"Salah satu fokusnya pada pemenuhan hak perempuan. Di UU itu dijamin soal kekerasan seksual, eksploitasi, sampai kesehatan reproduksi. Kadang ada perempuan penyandang disabilitas yang mengalami strerilisasi paksa," kata Ketua Sub Komisi Pengembangan Sistem Pemulihan Komnas Perempuan Indriyati Suparno, di Yogyakarta, Kamis (2/6/2016).
Indriyati menerangkan UU Penyandang Disabilitas tersebut menjamin hak hidup dari para penyandang diabilitas, seperti menikah dan memiliki anak. Menurutnya, aturan itu harus menjadi jalan memotong pelanggaran hak penyandang disabilitas yang selama ini terjadi.
Bagaimana tanggapan anda mengenai artikel ini?
Dalam mengimplementasikan UU itu, ia menilai pemerintah harus memilih aspek yang mendesak dan strategis.

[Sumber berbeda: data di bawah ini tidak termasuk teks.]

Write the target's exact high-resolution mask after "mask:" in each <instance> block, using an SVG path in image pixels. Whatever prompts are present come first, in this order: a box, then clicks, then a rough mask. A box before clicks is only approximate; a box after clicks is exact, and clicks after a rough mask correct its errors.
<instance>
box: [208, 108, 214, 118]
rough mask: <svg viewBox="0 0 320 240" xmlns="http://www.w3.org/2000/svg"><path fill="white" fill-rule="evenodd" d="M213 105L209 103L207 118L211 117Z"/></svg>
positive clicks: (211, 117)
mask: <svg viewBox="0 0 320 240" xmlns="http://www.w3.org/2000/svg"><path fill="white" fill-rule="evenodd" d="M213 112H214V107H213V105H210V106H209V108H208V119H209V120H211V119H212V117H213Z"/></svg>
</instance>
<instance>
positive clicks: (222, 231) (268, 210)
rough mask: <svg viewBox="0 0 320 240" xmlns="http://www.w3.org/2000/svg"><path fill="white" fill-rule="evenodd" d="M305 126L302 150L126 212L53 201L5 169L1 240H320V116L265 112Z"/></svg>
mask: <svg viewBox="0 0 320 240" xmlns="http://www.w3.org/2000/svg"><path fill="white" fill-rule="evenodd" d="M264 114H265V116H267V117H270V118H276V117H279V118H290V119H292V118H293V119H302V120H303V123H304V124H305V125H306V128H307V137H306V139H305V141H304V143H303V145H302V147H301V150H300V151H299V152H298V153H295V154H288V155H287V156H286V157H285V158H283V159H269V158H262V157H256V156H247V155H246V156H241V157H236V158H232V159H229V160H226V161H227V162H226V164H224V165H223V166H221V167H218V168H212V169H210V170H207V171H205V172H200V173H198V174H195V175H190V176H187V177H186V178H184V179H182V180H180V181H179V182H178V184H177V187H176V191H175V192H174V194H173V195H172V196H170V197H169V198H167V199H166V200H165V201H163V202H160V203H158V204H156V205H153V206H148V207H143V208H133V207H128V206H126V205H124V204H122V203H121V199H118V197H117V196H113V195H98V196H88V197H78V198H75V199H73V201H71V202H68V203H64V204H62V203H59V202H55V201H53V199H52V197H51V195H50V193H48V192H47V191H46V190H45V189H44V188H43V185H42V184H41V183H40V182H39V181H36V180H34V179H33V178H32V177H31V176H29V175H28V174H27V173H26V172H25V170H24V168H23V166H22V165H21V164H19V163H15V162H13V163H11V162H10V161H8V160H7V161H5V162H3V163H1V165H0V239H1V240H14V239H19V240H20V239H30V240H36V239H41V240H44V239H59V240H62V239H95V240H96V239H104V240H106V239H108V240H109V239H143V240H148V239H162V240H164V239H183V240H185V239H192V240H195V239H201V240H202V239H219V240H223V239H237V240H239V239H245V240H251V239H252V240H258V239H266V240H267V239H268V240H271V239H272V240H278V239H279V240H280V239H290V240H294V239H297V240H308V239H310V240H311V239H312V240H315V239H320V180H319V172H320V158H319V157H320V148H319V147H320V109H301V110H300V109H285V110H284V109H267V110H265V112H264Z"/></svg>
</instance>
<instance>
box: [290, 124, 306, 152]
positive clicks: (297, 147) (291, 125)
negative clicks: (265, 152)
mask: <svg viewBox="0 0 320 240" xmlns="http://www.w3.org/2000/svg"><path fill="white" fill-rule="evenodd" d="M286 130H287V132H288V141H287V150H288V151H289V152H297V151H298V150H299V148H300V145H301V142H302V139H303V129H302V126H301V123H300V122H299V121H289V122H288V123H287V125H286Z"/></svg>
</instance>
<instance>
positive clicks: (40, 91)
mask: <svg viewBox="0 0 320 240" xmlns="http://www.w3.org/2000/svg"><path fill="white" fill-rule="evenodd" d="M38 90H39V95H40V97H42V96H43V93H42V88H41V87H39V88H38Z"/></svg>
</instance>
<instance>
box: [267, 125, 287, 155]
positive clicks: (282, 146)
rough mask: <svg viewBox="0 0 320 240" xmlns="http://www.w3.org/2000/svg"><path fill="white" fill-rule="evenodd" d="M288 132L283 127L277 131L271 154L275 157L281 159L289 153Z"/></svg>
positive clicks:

Misalnya, dalam hal peradilan.
"Hukum acara kita tidak banyak mengakomodasi disabilitas, baik sebagai korban atau pelaku. Peradilan masih netral gender maupun disabilitas," kata dia.
Selain peradilan, hal lain yang mendesak bagi penyandang disabilitas yakni hak kesehatan. Menurutnya, pelayanan kesehatan yang selama ini sudah berjalan belum memberikan pelayanan khusus bagi penyandang disabilitas, baik itu secara akses maupun pelayanan.
Ia menambahkan, aplikasi aturan itu memang masih menghadapi tantangan besar. Salah satu tantangan beratnya, membangun prespektif publik terhadap disabilitas.
Salah satu instansi yang berkewajiban memenuhinya adalah institusi pendidikan. Selain pemahaman, institusi tersebut juga harus memiliki akomodasi layak bagi disabilitas serta memiliki unit pelayanan.
"Ini memang enggak gampang secara kebijakan, sumber daya, dan operasionalisasinya. Tidak banyak yang tertarik dan memiliki pemahaman terhadap disabilitas, apalagi disabilitas bagi perempuan dan anak," pungkasnya.